Before refilling the car with AC gas it is necessary to perform a leak test. If you have no AC tools or experience, at this point you should contact an AC technician and get them to take over.
You can perform an easy leak test if you have access to a Vacuum Pump and a set of AC gauges. Connect the high side and low side gauges to the Schrader valves near the R/D (car switched off). The valve sizes are different for the high/low pressure sides so you can’t make a mistake. Then connect the Vacuum Pump to the center (yellow) hose on your AC gauges, and switch the pump on. Vacuum Pumps rely on oil to work effectively so be sure to keep an eye on the oil level of the pump. You should be able to pump the Vacuum level down to about –25 inHg. I like to leave the pump running for about 30 minutes.
Vacuuming the system down achieves three things. The first is that it removes air from the AC lines – an AC system will not work with air in the lines. The second is that it removes moisture from the system. This is because the lower the air pressure, the lower the boiling point of water. If you’ve ever seen a documentary on climbing Mt Everest, you will have seen that climbers cannot make a hot cup of coffee above a certain altitude because the lower air pressure at altitude means that the water is only slightly warm before it starts boiling. In a Vacuum the water will boil off at room temperature and the pump removes the humidity from the system.
The final thing that a Vacuum does is check for leaks. When the pump has been running for 30 minutes close the yellow valve on the AC gauges and switch the pump off. Leave the gauges connected for as long as possible – overnight is great. Take a photo of the Gauge reading for reference, and check back at the end of the time to see if the needles have moved (or the numbers have changed if you have a digital gauge). If the amount of Vacuum has decreased you have a leak in the system, and you’ll have to go into leak detection mode. That’s another article in itself, but the first places to check are the R/D connections and the connection to the firewall. With a big leak, you may be able to hear it. With a small leak, you’ll need to use other methods.

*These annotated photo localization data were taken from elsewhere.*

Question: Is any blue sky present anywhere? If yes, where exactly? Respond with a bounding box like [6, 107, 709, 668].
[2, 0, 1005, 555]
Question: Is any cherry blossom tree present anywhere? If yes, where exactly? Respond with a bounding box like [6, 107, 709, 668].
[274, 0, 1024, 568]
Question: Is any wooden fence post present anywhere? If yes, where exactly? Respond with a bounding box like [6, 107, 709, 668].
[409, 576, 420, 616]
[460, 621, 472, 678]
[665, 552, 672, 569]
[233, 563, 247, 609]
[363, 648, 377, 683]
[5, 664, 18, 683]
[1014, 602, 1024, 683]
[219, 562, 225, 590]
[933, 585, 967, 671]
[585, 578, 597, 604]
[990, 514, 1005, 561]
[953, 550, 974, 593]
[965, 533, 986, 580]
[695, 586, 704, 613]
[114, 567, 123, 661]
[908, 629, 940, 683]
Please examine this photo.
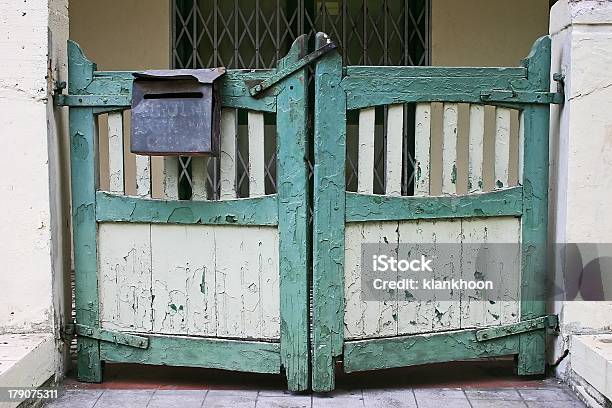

A professional will often test the AC system with pressurized Nitrogen – if you know how to do this and have the equipment, it will work well. But if you can hold a good vacuum overnight then you’re able to proceed to the filling of the system with r134a. I won’t detail that procedure as there are plenty of articles detailing how to do it. If you have access to shop-bought r134a cans, you can fill it yourself. If you live somewhere where the sale of AC gas is regulated, you’ll have to take the car or get a mobile technician to do the fill.
Step 9 : You’re Done
If you made it this far, give yourself a hearty congratulations and open the celebratory beverage of your choice. While this is a long procedure and contains many different aspects, it is quite satisfying to complete and complete well. The E39 is a well engineered car which can be pulled apart and reassembled without breaking lots of parts, if you take your time and do things properly.
You should expect to spend at least 20 hours or more from start to finish. Getting this done in a workshop will be a multiple-thousand dollar bill in most places – DIY in this case
Nothing is more satisfying on a hot day than the efficient icy-cool blast of cold air from your BMW vents, so if you find yourself needing to do this job : collect the parts, do your research, get the spare time and go for it!